Petit enfant, il trouvait ça tout à fait normal. Il faut bien dire que du plus loin qu’il se souvienne, il n’avait jamais rien connu d’autre. Et il n’a jamais douté une seconde que sa mère l’aimait vraiment et que c’était pour son bien. Quand il a grandi un peu, ça lui paraissait toujours normal, mais il lui arrivait de temps en temps d’être jaloux de ses amis, pour qui l’amour maternel se manifestait principalement par des câlins et des mots doux. Il a quand même grandi, il fallait bien sortir de cette enfance à tout prix, rejoindre le quai salvateur de l’émancipation. Il s’est même construit, comblant à force de persévérance les lacunes de son être, gardant certaines aspérités qui lui donnent maintenant son caractère. Une fois adulte, il a compris que ce n’était pas normal, pas bien. Il a essayé de comprendre pourquoi. A trouvé à force de chercher quelques indices, différentes pistes de réflexion pour expliquer, à défaut de justifier.
Comme tant d’autres avant lui, il a eu peur au moment où il a finalement eu envie de transmettre un peu de lui à la génération future. Une peur panique même. Tellement plus sourde et tenace que le pourtant déjà très anxiogène “vais-je être à la hauteur?”. Il a quand même franchi le pas. Il a vu les petits monstres faire souffrir l’amour de sa vie et la déformer à tout jamais. Il ne leur en a pas voulu. N’a pas pu, subjugué qu’il était par le spectacle sous ses yeux.
C’est alors qu’est venue l’incompréhension totale. Comment avait-elle pu faire cela? Pas à lui, ce n’est pas vraiment ce qui importe maintenant. Mais comment avait-elle pu faire ça au petit corps frêle et pourtant si vivace dont elle avait la responsabilité? Sans pour autant douter de l’amour qu’elle lui portait, il a compris, gravé en ses os maintes fois recollés, qu’aimer ne suffit pas. Que l’instinct maternel tant vanté peut être complètement défaillant. Et alors il a haï. Elle et tous ceux qui ont laissé faire. Qui n’ont pas vu. Qui ne l’ont pas aidée. Aidée à faire face à cette cruelle défaillance.
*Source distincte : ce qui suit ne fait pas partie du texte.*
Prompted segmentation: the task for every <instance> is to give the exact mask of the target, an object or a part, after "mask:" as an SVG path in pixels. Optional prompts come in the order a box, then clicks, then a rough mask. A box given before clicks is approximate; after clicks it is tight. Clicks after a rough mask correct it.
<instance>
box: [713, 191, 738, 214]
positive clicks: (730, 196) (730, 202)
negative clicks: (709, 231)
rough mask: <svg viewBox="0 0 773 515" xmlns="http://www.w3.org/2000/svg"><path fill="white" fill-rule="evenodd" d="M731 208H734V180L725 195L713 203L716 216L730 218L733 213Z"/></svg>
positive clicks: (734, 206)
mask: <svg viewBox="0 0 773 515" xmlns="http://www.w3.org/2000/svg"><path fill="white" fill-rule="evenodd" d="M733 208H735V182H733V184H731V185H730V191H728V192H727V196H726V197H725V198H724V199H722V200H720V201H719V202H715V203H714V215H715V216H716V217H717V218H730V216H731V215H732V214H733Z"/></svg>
Bien sûr il comprend l’exaspération, les derniers retranchements où savent si bien le pousser les terreurs qu’il a engendrées. Un nombre incalculable de fois il a crié, puni, s’est énervé, a même secoué pour se soulager. Quelques fois, c’est vrai, il a craqué, s’est emporté tellement fort, est allé trop loin et a calmé d’un coup sec toute velléité de rébellion. Mais pas ça. Non, jamais ça. Jamais de sang froid. Jamais aucune préméditation. Jamais sans que ses enfants ne comprennent réellement le pourquoi. Et surtout pas ça. Pas cet affront à l’innocence espiègle qui l’émeut au plus profond de lui et le fait tourner en bourrique. Non, pas ça. Pas ça.